2. Regrind the crank to use 351c main bearings instead of the stock 351w bearings. The 351w main bearings are 3.000 inches in diameter. 351c mains are 2.750. Clevite makes swap bearings for this change. This is an old trick used by engine builders to pick up some free power and also has the benefit of reducing the oil flow necessary to lube the bottom end. Several benefits here: Reduced frictional loss, lower burden on the oil pump allowing the use of very light weigh lubricating oil, and less windage loss inside the crankcase because of the reduced oil flow. A windage tray will also be used to further reduce windage loss.
3. Use gapless compression rings, low tension oil rings, and flat-top hypereutectic pistons. The gapless compression rings can add from 1-3% in efficiency alone. The low tension oil rings can reduce rotational torque by 40%. The hypereutectic pistons have a lower coefficient of expansion than forged pistons and are stronger that stock cast pistons.
Still doing a lot of research on cam profiles and I haven't made a decision if I'm going to use something 'off the shelf' or go with a custom grind.

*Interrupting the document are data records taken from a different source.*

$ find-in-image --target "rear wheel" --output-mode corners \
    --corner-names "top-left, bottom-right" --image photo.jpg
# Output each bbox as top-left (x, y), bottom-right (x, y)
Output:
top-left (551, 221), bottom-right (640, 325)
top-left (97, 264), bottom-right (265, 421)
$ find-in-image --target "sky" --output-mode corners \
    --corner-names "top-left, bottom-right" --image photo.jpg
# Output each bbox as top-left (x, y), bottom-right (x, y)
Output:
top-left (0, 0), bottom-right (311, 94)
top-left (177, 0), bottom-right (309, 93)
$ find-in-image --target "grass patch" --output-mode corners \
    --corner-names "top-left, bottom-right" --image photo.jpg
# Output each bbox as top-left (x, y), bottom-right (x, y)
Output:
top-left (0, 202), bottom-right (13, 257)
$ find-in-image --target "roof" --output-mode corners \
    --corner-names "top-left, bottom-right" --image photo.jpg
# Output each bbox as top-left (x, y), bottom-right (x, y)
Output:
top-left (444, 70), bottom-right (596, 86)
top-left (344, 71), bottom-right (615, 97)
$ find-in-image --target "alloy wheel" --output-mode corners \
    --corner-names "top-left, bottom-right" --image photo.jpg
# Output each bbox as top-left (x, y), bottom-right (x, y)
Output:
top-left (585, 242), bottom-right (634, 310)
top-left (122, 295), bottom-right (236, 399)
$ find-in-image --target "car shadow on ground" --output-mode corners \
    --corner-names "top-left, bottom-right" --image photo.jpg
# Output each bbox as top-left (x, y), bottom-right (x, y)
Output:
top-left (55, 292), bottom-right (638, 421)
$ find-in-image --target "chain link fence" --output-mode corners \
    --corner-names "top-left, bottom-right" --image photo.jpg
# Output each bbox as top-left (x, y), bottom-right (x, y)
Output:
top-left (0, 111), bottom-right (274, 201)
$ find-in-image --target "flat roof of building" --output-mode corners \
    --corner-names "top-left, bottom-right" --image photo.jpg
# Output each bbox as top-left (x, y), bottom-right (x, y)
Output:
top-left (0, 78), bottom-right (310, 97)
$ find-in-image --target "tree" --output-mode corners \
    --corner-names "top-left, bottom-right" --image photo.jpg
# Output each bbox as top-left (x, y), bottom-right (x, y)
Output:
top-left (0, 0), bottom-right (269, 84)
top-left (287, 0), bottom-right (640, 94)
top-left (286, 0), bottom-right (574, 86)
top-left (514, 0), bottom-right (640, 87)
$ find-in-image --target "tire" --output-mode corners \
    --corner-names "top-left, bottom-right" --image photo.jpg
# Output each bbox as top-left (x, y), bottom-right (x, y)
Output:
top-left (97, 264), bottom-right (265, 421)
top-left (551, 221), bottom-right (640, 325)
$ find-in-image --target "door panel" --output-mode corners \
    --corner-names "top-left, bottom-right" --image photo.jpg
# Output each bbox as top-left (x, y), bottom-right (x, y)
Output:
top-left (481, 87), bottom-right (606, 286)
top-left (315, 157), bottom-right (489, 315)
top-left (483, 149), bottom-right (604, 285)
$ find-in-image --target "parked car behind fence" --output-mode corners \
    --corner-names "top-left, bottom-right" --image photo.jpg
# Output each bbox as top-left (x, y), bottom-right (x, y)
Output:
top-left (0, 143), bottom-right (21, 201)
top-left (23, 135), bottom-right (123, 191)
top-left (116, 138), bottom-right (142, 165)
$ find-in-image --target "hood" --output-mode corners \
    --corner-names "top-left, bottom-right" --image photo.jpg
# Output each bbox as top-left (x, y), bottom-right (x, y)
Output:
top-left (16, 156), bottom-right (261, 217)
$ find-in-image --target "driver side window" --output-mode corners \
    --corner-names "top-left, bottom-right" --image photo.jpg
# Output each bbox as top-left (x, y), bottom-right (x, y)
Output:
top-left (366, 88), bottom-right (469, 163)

The transmission is still up in the air too. I'm not too fond of the ZF 5-speed manual tranny that Ford used and there are some expensive swap issues if I want to go to a NVG 4500 (5-speed) or NVG 5600 (6-speed). I may stick with the E4OD 4-speed automatic that's in it and use an improved torque converter. There is also the possibility that I can figure out if I can build the E4OD to use the newest specification Mercon LV transmission fluid. Mercon LV spec tranny fluid is very light viscosity fluid and should be good for some significant improvements in the efficiency of the transmission.
Once the engine/transmission assembly is ready to swap, I can begin the process of refining the ECU programming for the new combination. That will be the biggest mental challenge and also the most fun part of this project!